While most people picked up knitting needles and started hand-tufting rugs over the pandemic, he took his lifelong fascination with teddy bears and plush toys, turning it into his very own art project. The result is Bears Who Care, a collection of DIY soft sculptures handmade by Hoy, often turned inside out and sewn back together, lightly burned and embellished with faux fur, wrapped in lace, or dripping in pearls and diamanté studs.
“I wanted to make something more tactile, which didn’t necessarily belong online, as the outcome,” says the 25-year-old, who was inspired by teddy bears often left by the wayside of London’s streets, or more intentionally around cemeteries and charity shops. Bears Who Care is a way for Hoy to rescue these toys and give them a second life, turning something bleak into a pretty plush artefact.
“I was also reading Wild Ones [by Jon Mooallem],” he continues, “which talks about how the meaning of animals is ever-shifting depending on how much we care for them and how much they’re a part of our culture. At the same time, all the forest fires were happening in Australia and everyone was talking about koalas in the press, alongside other animals that were left behind.” This idea of human negligence is a theme that runs both throughout Bears Who Care and Hoy’s practice.
While he compares himself to Sid from Toy Story for a laugh, Hoy’s approach to the project is much less sinister. Think of him as a wholesome toy surgeon giving new meaning to familiar, discarded items. “I want to put something good out into the world,” he says, most often sourcing his bears from charity shops or eBay: “I really like it when they look a bit distressed, because it means they’ve been loved.”
Hoy also points out that the term “teddy” actually refers to a bear-hunting trip President Theodore “Teddy” Roosevelt took in the early 1900s, where he refused to shoot a bear one of his men caught.

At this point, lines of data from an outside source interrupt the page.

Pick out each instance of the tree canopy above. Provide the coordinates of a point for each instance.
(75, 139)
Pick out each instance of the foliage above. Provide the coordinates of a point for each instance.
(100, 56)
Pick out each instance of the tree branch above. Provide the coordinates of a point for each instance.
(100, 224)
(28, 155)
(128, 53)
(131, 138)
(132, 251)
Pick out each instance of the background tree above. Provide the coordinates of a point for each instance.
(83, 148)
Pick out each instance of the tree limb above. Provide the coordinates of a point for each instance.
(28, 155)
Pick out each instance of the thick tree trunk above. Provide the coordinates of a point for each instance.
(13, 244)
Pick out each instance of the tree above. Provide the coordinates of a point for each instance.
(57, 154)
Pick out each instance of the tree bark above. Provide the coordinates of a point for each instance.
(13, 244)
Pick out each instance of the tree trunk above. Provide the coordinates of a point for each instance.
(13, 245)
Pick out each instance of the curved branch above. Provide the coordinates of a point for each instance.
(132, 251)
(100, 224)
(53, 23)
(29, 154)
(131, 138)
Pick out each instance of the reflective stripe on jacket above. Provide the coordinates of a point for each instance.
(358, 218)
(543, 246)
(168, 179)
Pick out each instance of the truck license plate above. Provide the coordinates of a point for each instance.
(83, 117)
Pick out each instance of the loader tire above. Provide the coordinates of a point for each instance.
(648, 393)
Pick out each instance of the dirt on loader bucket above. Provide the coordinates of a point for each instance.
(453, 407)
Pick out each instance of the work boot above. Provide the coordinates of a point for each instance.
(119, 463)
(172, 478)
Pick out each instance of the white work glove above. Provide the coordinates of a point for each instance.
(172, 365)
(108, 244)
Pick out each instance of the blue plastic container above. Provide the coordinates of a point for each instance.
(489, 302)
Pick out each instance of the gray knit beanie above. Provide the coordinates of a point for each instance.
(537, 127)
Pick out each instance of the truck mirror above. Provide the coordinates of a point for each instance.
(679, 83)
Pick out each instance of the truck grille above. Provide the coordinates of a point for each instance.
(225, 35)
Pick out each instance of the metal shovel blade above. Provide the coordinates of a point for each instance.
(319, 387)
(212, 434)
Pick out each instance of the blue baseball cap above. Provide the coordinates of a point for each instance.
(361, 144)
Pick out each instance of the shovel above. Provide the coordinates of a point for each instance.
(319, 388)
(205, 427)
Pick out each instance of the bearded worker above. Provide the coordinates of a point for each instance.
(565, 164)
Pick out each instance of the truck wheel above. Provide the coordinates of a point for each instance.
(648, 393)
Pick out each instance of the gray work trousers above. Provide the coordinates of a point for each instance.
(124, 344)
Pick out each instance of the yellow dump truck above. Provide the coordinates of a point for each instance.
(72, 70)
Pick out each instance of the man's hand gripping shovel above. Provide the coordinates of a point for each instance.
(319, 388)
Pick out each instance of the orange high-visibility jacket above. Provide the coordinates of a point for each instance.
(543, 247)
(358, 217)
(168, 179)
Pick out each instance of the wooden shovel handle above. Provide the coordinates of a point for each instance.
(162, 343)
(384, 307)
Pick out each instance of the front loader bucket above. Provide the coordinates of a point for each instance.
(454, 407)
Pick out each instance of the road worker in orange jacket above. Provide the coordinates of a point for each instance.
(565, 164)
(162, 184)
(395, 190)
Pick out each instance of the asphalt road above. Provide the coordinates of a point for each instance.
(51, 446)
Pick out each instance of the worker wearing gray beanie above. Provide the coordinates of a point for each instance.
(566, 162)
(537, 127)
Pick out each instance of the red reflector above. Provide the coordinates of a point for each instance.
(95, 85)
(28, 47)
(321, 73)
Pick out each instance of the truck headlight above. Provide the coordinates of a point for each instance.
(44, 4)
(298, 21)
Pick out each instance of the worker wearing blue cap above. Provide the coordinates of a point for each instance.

Political cartoonists had a field day and the teddy bear was born. “We’ve always decided what animals survive, especially now,” Hoy adds.
Historical context aside, what makes Bears Who Care all the more captivating is Hoy’s subversion of something so twee, giving it a darker, slightly unsettling edge. “You always used to see pictures of bears on fire on Tumblr,” he says. “It was that really emo, headphones-in-world-out vibe. I like those two extremes and I definitely lean into the cringe of that via the bears.”
And Hoy isn’t the only one turning to teddies. Heaven by Marc Jacobs is big on two-headed teddy bear paraphernalia (necklaces, cross-body bags, monograms, the lot) and New York-based brand Happy99 regularly releases anime-inspired plushies, while London art-therapy project Daddy Bears makes some of the most off-beat toys out there. All of these, alongside Bears Who Care, have helped fuel a mini teddy-toy renaissance, playing into angsty teen, nostalgia-infused style trends in the process.
“I’ve noticed that for sure,” Hoy says. “It didn’t totally go away, but it’s come back in full force. The bears themselves – I think a lot of people didn’t ever fully leave that era. I always go back to that and it definitely seeps into my work. I’ve always loved the images that came out of that sort of world.”
For now, Hoy is busy making custom Bears Who Care for punters who relish the opportunity to have a cool new toy-slash-sculpture in their homes. “It’s just cool to own,” he says, “and I think designing your own toy excites a lot of people.”